"Wahyu Topeng Waja" yang dalam pewayangan Jawa mengisahkan tentang perebutan senopati perang antara Gatotkaca dan Boma Narakasura kini seolah dilakoni oleh AHY dan Moeldoko. Tentu saja antara AHY dan Moeldoko tidak merebutkan topeng yang terbuat dari baja, melainkan surat keputusan yang ditandatangani Menkum HAM.
Perebutan "topeng waja" antara AHY dan Moeldoko memuncak pasca KLB yang dihelat kubu Moeldoko di Sibolangit, Deli Serdang, Sumatera Utara, pada 5 Maret 202. Moeldoko secara aklamasi terpilih sebagai Ketua Umum Partai Demokrat. Karenanya, diakui atau tidak oleh kubu AHY, Â secara de facto, saat ini telah terjadi dualisme kepemimpinan.
Sejumlah pengurus daerah Partai Demokrat kubu AHY pun kompak menyatakan penolakannya atas hasil KLB Demokrat kubu Moeldoko. Bahkan, SBY selaku Ketua Majelis Tinggi versi kubu AHY sudah mendeklarasikan perang terhadap hasil KLB Demokrat kubu Moeldoko.
"Ibarat peperangan, perang yang kita lakukan adalah perang yang dibenarkan. Sebuah war of necessity. Sebuah justice war, perang untuk mendapatkan keadilan," kata SBY dalam konferensi pers sebagaimana dikutip CNNIndonesia.com.
Kekisruhan yang melanda Demokrat yang sudah berlangsung sejak akhir Januari 2021 ini mendapat sorotan sejumlah kalangan, mulai dari pengamat politik, pengamat hukum, politisi, akademisi, dan tidak ketinggalan netijen. Masing-masing menyampaikan pendapatnya sesuai sudut pandangnya. Tidak sedikit dari mereka yang mencoba memprediksikan akhir dari dualisme Partai Demokrat. Ada yang berpendapat kubu Moeldoko akan mendapat "Wahyu Topeng Waja" dari pemerintah. Ada pula yang beropini sebaliknya.
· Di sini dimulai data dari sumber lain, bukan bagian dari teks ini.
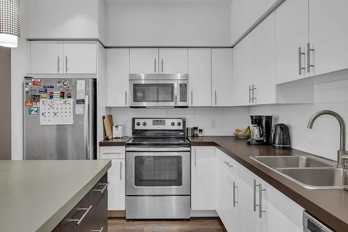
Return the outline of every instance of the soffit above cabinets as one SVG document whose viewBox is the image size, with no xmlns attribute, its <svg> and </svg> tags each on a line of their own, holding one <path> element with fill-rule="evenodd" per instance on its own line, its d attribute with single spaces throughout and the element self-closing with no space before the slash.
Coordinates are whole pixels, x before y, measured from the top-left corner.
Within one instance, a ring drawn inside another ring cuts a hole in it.
<svg viewBox="0 0 348 232">
<path fill-rule="evenodd" d="M 107 3 L 121 4 L 205 4 L 231 3 L 232 0 L 104 0 Z"/>
</svg>

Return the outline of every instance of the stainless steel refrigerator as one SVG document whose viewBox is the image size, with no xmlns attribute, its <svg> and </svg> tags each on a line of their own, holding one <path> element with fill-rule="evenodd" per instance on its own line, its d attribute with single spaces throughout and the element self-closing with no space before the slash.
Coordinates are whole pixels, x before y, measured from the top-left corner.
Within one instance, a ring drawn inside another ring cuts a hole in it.
<svg viewBox="0 0 348 232">
<path fill-rule="evenodd" d="M 96 158 L 96 82 L 24 78 L 24 160 Z"/>
</svg>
Tetapi, jika dikait-kaitkan dengan lakon Wahyu Topeng Waja, bagaimana akhir dari dualisme kepemimpinan Partai Demokrat ini?
Sekilas Kisah Wahyu Topeng Waja
Di Kerajaan Amarta, Werkudara atau Bima memegang dua jabatan penting sekaligus: jaksa agung dan senopati. Putra kedua Pandu Dewanata itu kemudian ingin melepas jabatannya sebagai senopati perang.Â
Ketika itu, Baratayudha antara kubu Pandawa melawan kubu Kurawa sudah tinggal menunggu gong dibunyikan. Karenanya, pemegang jabatan senopati perang bukanlah orang sembarangan. Ia haruslah seorang yang sakti mandraguna, mampu memimpin pasukan, dan tentu saja memiliki jam tetbang yang cukup.
Setelah musyawarah yang diikuti para senior dan pinisepuh Pandawa, dimufakatilah Gatotkaca sebagai Senopati Kerajaan Amarta yang selanjutnya akan memimpin pasukan Pandawa dalam Baratayudha.